Myocardial perfusion imaging (MPI) in single-photon emission computed tomography (SPECT) is a widely used technique for assessing coronary artery disease [1]. However, it can constitute a significant source of population ionizing radiation. Thus, an important consideration in MPI-SPECT is patient and staff radioprotection.

MPI-SPECT has long been performed on Anger SPECT systems equipped with low-energy high-resolution (LEHR) parallel hole collimators [2, 3]. Due to the limited detection sensitivity of this system [4], acquisition of the stress image during the 1-day stress–rest protocol necessitates the administration of approximately 400 MBq [5,6,7]. According to the Summary of Product Characteristics published by the French agency ANSM [8], this stress activity yields an effective dose of 3.2 mSv. A few hours later, the rest image is acquired after administering threefold more activity: this high level is needed to cover the residual signal from the preceding stress test. This rest activity yields an effective dose of 10.8 mSv [8]. Consequently, the total effective dose for conventional SPECT systems equipped with LEHR collimators reaches 14 mSv [9].

However, several years ago, SPECT system technological developments produced semiconductor detector modules [2] that directly detect the gamma rays. The small size of these cadmium zinc telluride (CZT) detectors facilitated the development of heart-dedicated camera designs that optimize detection efficiency. This has dramatically reduced the injected activity: for example, a 50-kg patient undergoing exercise CZT SPECT now only requires 64 MBq (0.48 mSv) of the 99mTc-sestamibi radiotracer [10].
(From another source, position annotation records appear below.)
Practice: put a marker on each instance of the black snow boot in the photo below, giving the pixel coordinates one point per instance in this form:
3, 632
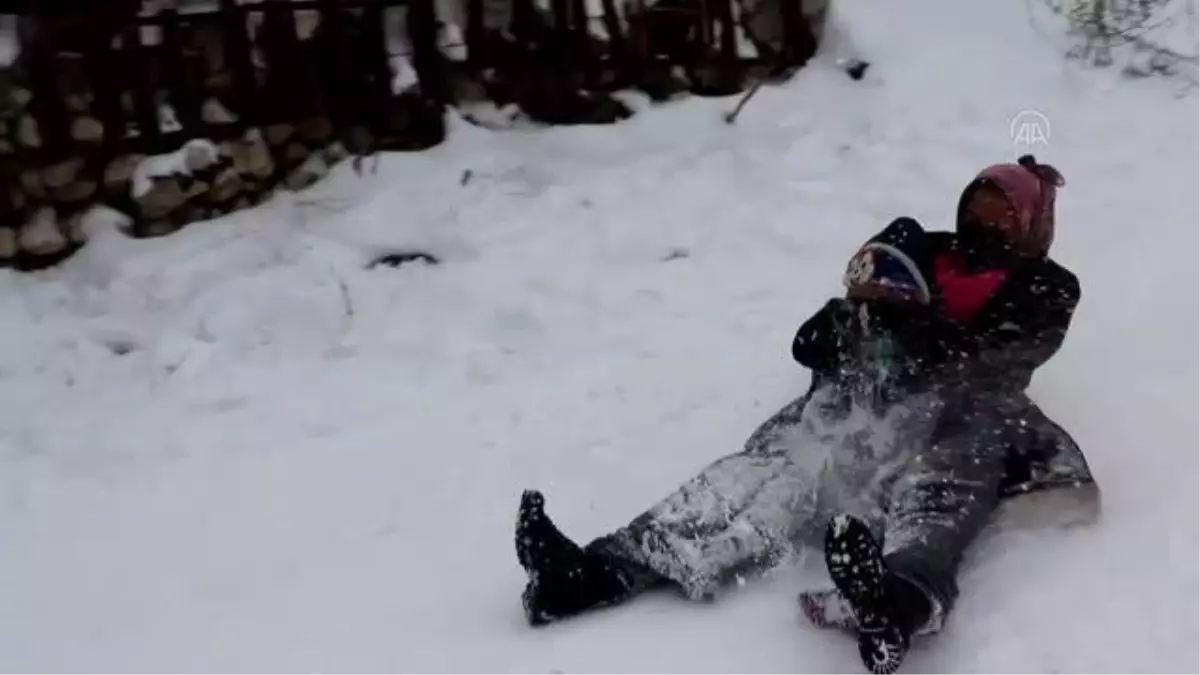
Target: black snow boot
564, 579
887, 609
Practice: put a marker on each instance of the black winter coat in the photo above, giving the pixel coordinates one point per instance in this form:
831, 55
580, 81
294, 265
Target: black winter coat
1018, 329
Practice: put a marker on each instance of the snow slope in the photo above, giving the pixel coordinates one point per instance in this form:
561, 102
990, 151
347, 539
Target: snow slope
234, 452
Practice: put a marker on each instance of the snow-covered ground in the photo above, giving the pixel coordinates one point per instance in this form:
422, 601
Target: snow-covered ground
235, 452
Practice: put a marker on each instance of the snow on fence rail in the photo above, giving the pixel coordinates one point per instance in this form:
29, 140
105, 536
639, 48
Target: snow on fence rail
180, 114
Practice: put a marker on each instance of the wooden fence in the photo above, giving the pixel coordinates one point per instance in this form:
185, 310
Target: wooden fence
202, 69
345, 72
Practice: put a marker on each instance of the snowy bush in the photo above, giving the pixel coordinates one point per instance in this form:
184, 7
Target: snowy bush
1158, 36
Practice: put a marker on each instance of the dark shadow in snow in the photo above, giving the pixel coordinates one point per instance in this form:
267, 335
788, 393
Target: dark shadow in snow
403, 257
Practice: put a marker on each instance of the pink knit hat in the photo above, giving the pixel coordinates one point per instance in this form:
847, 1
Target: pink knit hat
1031, 187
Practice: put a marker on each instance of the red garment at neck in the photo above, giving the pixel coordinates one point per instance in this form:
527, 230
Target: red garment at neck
964, 293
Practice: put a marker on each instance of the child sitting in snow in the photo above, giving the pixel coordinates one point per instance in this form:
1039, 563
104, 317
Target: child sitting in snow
934, 344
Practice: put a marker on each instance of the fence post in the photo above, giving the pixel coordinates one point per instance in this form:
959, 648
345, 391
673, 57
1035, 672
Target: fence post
729, 30
378, 65
477, 37
237, 47
47, 105
427, 59
178, 82
142, 89
103, 71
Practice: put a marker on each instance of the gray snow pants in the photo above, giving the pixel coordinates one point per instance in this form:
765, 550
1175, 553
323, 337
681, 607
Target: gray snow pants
928, 487
748, 512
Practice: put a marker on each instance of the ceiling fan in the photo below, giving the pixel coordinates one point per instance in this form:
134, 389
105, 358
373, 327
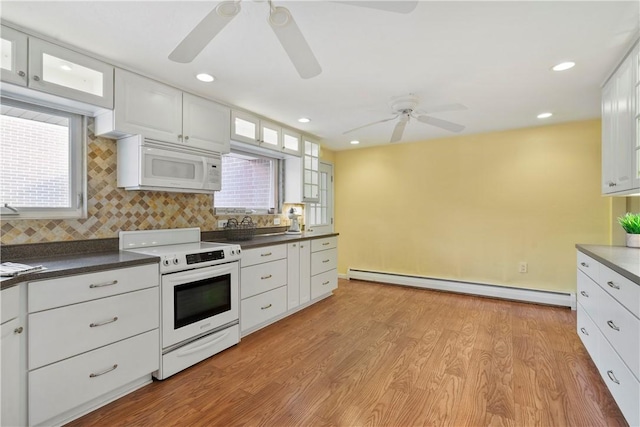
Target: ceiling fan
283, 25
404, 109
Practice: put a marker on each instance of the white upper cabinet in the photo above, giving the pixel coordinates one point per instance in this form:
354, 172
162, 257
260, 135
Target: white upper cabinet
53, 70
13, 57
157, 111
250, 129
620, 129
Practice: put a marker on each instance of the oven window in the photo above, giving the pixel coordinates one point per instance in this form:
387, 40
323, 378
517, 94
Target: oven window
200, 300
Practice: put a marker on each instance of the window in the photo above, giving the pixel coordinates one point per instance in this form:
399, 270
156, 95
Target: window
42, 154
249, 181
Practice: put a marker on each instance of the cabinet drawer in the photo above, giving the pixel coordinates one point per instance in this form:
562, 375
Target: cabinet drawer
324, 283
67, 331
589, 295
622, 289
589, 266
262, 255
260, 308
322, 244
588, 333
46, 294
324, 261
622, 330
65, 385
262, 277
624, 388
9, 303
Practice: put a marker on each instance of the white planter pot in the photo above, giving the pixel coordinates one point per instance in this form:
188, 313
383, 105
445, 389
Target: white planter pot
633, 240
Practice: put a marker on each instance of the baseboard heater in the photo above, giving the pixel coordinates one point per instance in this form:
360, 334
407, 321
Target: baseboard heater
564, 299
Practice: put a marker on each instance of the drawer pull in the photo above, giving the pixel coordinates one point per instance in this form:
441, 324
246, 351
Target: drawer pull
102, 285
106, 322
106, 371
613, 377
613, 285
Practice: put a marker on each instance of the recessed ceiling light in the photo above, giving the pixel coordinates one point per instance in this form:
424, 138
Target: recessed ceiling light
204, 77
564, 66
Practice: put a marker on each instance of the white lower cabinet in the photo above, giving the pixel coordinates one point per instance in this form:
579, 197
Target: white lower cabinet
609, 332
92, 338
62, 386
278, 280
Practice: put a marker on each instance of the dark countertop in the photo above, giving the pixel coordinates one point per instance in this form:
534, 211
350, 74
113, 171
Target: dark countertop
621, 259
67, 265
274, 239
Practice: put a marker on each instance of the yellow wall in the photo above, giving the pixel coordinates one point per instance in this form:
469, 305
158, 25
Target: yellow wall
471, 208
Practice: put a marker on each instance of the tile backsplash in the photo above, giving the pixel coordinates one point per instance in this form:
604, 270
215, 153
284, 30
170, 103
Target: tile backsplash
111, 209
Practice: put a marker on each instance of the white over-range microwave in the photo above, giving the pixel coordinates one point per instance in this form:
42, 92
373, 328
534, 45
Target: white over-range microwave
145, 164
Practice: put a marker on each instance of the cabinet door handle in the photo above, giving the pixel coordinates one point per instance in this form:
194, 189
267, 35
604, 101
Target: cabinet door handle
106, 322
612, 325
102, 285
106, 371
613, 377
613, 285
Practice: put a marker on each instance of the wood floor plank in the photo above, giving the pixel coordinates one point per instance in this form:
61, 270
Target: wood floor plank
381, 355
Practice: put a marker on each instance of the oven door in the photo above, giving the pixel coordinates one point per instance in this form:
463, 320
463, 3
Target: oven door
198, 301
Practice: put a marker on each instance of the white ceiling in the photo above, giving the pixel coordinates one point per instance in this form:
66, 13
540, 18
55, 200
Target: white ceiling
493, 57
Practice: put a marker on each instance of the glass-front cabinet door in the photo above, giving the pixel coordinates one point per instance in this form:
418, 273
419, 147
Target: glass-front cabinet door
13, 56
59, 71
310, 176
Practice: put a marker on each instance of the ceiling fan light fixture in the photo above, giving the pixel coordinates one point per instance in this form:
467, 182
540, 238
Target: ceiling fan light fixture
563, 66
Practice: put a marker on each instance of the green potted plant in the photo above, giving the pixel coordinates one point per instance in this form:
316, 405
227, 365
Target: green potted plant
631, 224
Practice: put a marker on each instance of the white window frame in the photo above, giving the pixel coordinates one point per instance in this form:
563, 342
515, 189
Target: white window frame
77, 172
277, 184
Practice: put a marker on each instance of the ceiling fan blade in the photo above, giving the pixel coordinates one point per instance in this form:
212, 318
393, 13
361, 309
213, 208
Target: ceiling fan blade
399, 6
444, 124
293, 42
370, 124
444, 108
205, 31
398, 131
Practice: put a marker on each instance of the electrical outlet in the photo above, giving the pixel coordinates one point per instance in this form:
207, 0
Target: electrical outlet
522, 267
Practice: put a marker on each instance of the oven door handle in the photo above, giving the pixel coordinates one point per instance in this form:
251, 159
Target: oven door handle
196, 349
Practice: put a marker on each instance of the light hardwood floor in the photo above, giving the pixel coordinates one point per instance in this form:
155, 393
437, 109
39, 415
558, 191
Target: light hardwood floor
383, 355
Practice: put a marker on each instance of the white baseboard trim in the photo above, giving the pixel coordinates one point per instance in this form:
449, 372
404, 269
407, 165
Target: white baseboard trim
564, 299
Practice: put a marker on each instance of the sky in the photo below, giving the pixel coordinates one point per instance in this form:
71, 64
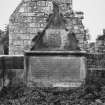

The main drawback of the cardiac CZT cameras is they are not suitable for purposes other than measuring cardiological activity, which makes their substantial cost prohibitive. Indeed, most nuclear medicine departments are preferentially equipped with multipurpose cameras. In this case, an interesting solution is to use a cardiofocal collimator, which increases detection sensitivity without limiting the applications of the camera [2, 4, 11]. This kind of collimator was defined by Hawman and Haines in 1994 [11] and uses a geometry that is intermediate to those employed by the parallel hole and fan collimators. Specifically, the angle of the septa varies continuously such that they converge in the central region at the heart but increasingly adopt a parallel orientation toward the edge of the collimator. Figure 1 is based on an image in the commercial brochure of Siemens that depicts the SmartZoom® collimator [4].

Fig. 1
figure 1

Schematic depiction of the geometry of the cardiofocal SmartZoom collimator used in this study

Two studies have shown that when a cardiofocal collimator is used instead of a LEHR collimator, the injected activity is reduced by up to 67% [12] or a factor of four [13]. However, neither study proposed how to tailor the injected activity to the individual patient, nor did they determine the degree of patient size-related gamma-ray signal attenuation. Notably, Van Dijk et al. showed that when this kind of optimization was applied to conventional LEHR collimators, it effectively reduced the tracer activity in lean patients without compromising image quality [14,15,16].

The present study therefore sought to optimize patient and staff radioprotection during MPI-SPECT with a cardiofocal collimator-equipped conventional Anger camera by tailoring the injected 99mTc-sestamibi activity to patient weight or body-mass index (BMI).

Methods

Study design

First, the variable “myocardial signal” (MS) was defined as the average count in the myocardial region of interest (ROI) in the MPI-SPECT image. Second, the MS in stress MPI-SPECT images of a large patient cohort was determined retrospectively. The rest images were not analyzed because the threefold additional activity that is injected at rest leads to high signal-to-noise ratios in any case. The analysis of the stress images yielded an equation that described the relationship between MS and patient weight (Eq. 1). Third, Eq. 1 is used to derive an equation that described the relationship between MS, patient weight, and injected activity over a constant scan time (Eq. 2). Fourth, the MS threshold that indicated acceptable image quality for perfusion-defect diagnosis was determined by asking seven nuclear physicians to evaluate the quality of a subset of the cohort stress images. Fifth, to display the utility of our approach, the MS threshold was plugged into Eq. 2 to generate a table listing the optimal activity (or scan time) for patients with specific body weights.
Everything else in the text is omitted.